Il videoclip ufficiale di “Dolore e forza” arriva pochi mesi dopo il cliccatissimo “Ti penso raramente” (GUARDALO QUI), vede protagonista Antonacci mentre realizza il suo singolo alla chitarra, seduto al centro del rettangolo di gioco dello Stadio Bentegodi di Verona.
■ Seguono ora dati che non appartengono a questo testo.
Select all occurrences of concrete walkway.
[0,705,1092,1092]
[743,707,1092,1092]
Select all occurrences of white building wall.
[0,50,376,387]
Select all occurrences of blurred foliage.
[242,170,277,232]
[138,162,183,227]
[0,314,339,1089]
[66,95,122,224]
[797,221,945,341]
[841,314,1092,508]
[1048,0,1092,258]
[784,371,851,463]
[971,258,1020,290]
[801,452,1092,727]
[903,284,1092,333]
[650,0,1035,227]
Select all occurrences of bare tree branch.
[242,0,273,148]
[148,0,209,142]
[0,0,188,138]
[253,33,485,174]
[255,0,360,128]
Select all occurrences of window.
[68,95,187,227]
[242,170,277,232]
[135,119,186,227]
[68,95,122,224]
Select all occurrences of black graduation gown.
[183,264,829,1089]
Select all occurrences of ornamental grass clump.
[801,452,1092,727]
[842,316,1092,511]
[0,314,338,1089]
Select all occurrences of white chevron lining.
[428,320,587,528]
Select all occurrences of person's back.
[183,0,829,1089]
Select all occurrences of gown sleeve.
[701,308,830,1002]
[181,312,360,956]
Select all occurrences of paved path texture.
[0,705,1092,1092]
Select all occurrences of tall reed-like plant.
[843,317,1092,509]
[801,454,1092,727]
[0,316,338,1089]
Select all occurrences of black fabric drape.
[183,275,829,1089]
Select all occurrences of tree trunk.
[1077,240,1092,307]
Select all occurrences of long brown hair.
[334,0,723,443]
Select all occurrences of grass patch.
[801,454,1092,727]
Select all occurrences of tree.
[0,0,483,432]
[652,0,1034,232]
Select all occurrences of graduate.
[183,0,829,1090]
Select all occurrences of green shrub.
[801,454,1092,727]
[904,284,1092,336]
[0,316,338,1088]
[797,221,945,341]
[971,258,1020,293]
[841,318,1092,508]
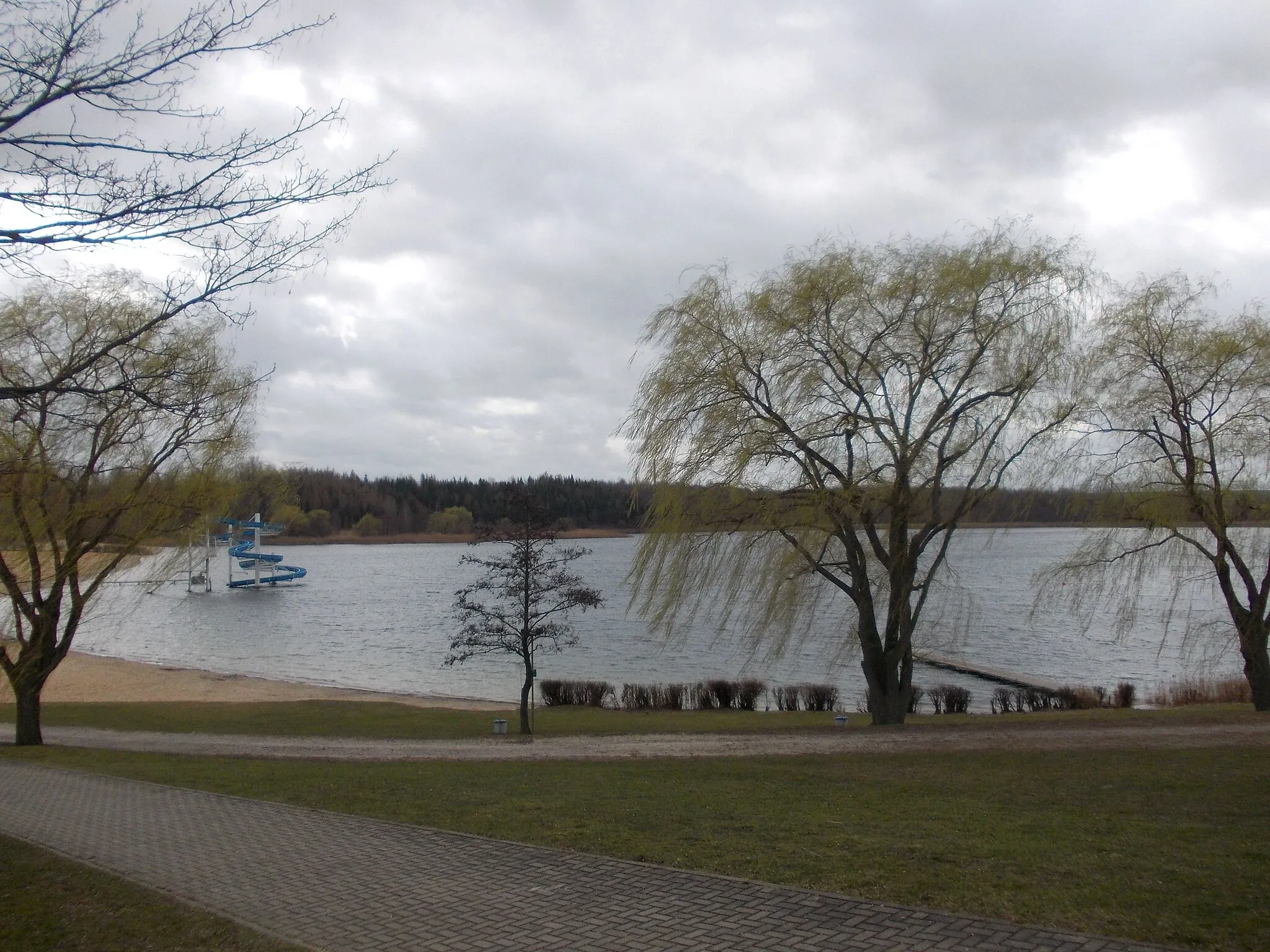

Verona è anche città cara al regista Gaetano Morbioli, già dietro la macchina da presa per i video musicali di artisti italiani molto noti, come Laura Pausini, Alessandra Amoroso, Anna Tatangelo e Max Pezzali.

Antonacci ha definito – via Twitter – il videoclip “Dolore e forza” come una “emozione allo stato puro“. Oggettivamente, il risultato sfiora la perfezione: in piena stagione estiva è apprezzabile il recupero di essenzialità e intimità, del bianco e nero in luogo dei colori forti. Biagio, piedi scalzi e barba lunga, sembra l’immagine italiana di Sting, visto l’aspetto maturo e ‘metropolitano’. La canzone “Dolore e forza” è delicata, ‘sofferta’ e non guarda all’amore come mero sentimento tra un uomo e una donna, ma va oltre e diviene universale. Profondamente intensa, si appoggia su un testo confidenziale e immediato: “quando prima mi parli, quando dopo mi ascolti, quando ridi di niente, quando leggi o ti spogli, quando apri la porta e mi porti la vita, il calore che emani, la tua pelle è una culla…”.